"The lady told me that I should marry a soldier."
Alfred looked perturbed, but his shrewd sense sustained him.
"Did she? Likely as not she'd seen you walking out with one."
"I have never walked out with a soldier."
Alfred looked unhappy. He thought of the well-set-up Highlander. He beheld Fancy hanging on his arm, gazing upward into a bronzed, devil-may-care face, listening to strange tales of the Orient. Jealousy ravaged him. His dejection deepened when he discovered that his tongue had lost the trick of speech. He yearned to speak lightly and facetiously about soldiers. But he could think of nothing better than this:
"Soldiers are soldiers."
Fancy read him easily. Her father distrusted soldiers, who loved and ran away. He had warned her against their beguilements. But Fancy had read English history, more intelligently than most girls of similar upbringing. She knew what soldiers had done for England. Also, she had eye for a bit of colour. Soldiers appealed to her imagination. She put sailors first, the jolly tars. Tommy came next, with his swagger cane, his jaunty walk, and his cap cocked on one side, shewing a "quiff" beneath.
"Why do men, like you, Mr. Yellam, despise soldiers?"
Alfred wriggled, impaled upon this barbed hook. He had wit enough to realise that serious issues impended.
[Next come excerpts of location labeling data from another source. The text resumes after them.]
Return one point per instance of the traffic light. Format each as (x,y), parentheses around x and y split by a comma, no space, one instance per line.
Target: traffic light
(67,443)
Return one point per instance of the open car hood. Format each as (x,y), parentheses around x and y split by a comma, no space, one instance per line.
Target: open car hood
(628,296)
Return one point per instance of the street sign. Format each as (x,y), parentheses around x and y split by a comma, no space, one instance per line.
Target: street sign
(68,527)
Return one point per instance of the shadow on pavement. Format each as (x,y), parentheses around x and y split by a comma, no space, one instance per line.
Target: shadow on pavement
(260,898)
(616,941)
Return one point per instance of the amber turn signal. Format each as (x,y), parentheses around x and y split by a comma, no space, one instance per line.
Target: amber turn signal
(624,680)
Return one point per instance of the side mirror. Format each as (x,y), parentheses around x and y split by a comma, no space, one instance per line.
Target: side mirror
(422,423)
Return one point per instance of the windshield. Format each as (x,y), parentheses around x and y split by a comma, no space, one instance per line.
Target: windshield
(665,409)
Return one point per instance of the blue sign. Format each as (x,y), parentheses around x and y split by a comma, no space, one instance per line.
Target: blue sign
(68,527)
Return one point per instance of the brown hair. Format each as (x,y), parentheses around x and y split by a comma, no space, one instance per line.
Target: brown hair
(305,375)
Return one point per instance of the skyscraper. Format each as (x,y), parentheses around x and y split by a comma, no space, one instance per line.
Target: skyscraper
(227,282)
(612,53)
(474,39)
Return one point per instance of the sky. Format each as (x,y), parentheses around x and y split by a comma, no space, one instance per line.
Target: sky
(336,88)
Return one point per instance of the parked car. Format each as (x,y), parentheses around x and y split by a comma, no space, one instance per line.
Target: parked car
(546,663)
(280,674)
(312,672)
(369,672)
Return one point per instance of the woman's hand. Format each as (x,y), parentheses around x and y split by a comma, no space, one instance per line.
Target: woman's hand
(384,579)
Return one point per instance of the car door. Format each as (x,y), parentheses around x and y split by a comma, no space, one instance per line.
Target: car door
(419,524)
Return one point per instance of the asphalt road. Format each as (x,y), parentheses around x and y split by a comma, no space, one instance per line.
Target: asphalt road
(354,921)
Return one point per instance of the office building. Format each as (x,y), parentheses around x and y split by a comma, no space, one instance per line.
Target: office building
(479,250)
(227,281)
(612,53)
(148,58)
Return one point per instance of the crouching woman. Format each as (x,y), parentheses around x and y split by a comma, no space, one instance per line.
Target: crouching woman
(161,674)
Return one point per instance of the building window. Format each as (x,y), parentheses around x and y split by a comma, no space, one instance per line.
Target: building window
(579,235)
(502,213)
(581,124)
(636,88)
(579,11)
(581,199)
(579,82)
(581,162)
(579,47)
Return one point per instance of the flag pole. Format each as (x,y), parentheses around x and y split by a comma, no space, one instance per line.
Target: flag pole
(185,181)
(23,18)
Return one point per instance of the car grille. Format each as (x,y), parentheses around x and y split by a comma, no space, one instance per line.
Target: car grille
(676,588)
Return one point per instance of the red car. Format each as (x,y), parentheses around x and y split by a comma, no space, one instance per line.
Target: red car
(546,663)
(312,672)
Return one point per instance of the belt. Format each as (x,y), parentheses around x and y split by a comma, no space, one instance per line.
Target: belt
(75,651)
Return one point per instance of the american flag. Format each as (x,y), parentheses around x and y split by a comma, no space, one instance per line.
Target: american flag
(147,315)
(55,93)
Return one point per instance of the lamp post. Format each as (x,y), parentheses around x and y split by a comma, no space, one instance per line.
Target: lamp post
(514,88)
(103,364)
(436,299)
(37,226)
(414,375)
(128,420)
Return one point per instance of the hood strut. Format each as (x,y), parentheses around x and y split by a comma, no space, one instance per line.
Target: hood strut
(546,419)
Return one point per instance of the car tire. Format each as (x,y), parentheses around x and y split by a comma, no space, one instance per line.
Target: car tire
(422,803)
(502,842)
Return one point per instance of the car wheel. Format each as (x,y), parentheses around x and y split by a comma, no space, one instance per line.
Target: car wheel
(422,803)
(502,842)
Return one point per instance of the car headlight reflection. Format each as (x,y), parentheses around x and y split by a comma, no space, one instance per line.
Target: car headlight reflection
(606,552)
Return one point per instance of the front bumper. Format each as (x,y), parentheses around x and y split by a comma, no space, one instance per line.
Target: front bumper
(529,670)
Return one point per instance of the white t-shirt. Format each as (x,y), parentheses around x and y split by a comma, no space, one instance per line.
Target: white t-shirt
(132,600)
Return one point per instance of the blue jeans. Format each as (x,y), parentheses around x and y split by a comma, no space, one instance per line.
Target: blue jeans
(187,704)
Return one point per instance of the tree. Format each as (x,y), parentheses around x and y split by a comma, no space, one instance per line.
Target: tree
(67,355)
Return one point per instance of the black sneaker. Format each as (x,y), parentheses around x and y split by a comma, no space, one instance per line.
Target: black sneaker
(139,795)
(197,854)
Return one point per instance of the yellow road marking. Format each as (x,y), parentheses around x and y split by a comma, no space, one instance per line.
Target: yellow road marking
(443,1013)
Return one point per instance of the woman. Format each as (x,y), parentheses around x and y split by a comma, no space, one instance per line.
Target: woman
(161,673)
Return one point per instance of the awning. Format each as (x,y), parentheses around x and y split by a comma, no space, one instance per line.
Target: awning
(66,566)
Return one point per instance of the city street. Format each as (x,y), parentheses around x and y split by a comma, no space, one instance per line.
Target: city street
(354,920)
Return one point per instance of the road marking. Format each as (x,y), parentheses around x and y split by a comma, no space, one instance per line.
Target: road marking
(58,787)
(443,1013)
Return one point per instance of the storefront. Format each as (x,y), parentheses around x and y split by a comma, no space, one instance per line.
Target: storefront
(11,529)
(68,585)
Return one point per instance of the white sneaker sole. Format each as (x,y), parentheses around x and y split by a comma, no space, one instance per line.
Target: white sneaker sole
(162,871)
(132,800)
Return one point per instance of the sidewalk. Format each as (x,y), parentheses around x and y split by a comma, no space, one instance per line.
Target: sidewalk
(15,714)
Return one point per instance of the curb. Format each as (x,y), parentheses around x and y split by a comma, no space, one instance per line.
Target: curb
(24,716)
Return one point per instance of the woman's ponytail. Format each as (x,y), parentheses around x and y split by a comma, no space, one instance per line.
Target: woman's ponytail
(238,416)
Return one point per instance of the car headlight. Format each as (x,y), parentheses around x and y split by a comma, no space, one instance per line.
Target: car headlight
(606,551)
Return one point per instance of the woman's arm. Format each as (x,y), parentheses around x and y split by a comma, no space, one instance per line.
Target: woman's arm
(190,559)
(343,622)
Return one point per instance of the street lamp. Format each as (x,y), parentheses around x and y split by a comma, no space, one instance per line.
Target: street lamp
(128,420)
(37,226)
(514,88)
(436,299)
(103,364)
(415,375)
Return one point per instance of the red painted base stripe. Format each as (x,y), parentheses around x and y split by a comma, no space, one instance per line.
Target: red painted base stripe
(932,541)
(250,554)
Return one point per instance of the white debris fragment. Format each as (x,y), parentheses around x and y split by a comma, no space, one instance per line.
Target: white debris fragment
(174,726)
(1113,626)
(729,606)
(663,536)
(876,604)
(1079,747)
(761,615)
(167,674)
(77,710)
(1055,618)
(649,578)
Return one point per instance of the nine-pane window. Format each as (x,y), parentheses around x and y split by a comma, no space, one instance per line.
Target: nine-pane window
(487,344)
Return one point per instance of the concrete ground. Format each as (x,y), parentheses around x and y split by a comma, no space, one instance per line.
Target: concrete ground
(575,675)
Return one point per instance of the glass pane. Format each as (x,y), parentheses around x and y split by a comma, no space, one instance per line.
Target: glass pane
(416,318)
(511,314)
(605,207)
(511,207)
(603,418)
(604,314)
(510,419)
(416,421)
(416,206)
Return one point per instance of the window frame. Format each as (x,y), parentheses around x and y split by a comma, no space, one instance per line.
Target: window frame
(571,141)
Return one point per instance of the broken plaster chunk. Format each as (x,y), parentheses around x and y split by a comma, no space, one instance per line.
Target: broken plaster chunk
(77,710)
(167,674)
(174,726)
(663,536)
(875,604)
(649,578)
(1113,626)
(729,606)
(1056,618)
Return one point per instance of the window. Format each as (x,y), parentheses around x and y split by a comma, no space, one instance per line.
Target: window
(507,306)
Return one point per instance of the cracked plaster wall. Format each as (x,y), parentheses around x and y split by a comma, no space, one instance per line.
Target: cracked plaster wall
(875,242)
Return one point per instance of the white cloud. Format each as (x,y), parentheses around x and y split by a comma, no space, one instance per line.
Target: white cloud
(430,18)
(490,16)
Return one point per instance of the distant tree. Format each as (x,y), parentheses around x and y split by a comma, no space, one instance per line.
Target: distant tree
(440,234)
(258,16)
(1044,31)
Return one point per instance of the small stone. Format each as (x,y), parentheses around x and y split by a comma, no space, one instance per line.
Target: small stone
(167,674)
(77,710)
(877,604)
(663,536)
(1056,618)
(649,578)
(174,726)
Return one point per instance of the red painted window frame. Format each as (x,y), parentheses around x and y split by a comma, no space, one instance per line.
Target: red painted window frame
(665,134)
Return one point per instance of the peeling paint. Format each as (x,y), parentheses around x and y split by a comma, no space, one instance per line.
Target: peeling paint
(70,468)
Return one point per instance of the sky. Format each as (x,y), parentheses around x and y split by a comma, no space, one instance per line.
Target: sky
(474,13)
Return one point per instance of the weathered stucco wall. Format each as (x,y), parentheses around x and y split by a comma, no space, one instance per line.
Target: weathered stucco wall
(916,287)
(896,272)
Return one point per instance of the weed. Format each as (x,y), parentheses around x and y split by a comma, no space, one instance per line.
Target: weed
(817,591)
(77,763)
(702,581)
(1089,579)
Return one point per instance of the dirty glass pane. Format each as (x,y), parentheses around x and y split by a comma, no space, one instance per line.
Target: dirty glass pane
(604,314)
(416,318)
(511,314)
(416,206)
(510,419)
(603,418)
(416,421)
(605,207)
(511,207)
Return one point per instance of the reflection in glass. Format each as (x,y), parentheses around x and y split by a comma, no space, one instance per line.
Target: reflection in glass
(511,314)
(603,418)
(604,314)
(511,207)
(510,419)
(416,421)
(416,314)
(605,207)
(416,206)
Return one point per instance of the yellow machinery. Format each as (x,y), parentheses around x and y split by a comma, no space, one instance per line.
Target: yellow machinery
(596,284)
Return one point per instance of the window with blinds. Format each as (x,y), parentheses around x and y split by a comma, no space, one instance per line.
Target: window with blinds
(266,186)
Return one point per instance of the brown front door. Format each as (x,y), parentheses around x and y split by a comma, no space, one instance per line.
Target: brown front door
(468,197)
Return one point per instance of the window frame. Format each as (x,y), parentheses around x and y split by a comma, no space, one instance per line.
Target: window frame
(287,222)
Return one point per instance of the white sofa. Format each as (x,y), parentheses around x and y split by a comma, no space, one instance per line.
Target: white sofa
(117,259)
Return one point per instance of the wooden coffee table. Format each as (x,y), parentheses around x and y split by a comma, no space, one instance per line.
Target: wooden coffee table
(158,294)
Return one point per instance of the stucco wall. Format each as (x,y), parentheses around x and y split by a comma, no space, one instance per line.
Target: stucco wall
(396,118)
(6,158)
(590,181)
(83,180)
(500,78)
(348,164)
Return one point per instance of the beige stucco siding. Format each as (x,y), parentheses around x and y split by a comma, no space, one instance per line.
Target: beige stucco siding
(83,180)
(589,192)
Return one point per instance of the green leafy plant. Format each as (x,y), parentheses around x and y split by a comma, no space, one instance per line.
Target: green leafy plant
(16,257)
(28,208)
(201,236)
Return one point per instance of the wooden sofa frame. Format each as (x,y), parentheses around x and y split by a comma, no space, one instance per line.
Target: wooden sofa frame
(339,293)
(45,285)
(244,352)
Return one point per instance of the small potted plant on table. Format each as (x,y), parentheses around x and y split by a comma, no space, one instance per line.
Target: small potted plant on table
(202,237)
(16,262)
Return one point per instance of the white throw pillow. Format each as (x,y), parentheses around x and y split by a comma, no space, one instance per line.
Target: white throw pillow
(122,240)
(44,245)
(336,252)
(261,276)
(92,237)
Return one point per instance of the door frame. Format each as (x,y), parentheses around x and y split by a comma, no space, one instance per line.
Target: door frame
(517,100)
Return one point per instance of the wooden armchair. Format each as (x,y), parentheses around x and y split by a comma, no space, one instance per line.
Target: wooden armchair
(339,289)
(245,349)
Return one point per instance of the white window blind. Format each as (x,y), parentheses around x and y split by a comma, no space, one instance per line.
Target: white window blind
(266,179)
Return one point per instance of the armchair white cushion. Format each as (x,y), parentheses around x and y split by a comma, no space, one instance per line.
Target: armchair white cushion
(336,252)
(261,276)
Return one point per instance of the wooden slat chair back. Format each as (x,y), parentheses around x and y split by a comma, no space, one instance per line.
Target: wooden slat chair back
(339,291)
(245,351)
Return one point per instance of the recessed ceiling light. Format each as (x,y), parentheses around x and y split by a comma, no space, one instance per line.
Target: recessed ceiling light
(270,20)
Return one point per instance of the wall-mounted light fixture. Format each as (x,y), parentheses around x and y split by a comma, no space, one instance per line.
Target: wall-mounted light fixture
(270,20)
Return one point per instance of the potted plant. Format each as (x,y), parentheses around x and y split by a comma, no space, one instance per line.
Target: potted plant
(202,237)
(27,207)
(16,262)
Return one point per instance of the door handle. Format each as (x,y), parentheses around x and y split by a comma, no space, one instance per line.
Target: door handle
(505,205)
He might easily offend Fancy. And no answer rose pat to his tongue. Why did he despise soldiers? He was too honest to deny the indictment. Yes; he did despise soldiers. He answered stolidly:
"There are soldiers and soldiers. 'Tis sober truth, miss, that the best men in these parts don't enlist. The pay is bad, and the work hard. The wrong 'uns take the shilling only when they're driven to it. It may be different in Salisbury."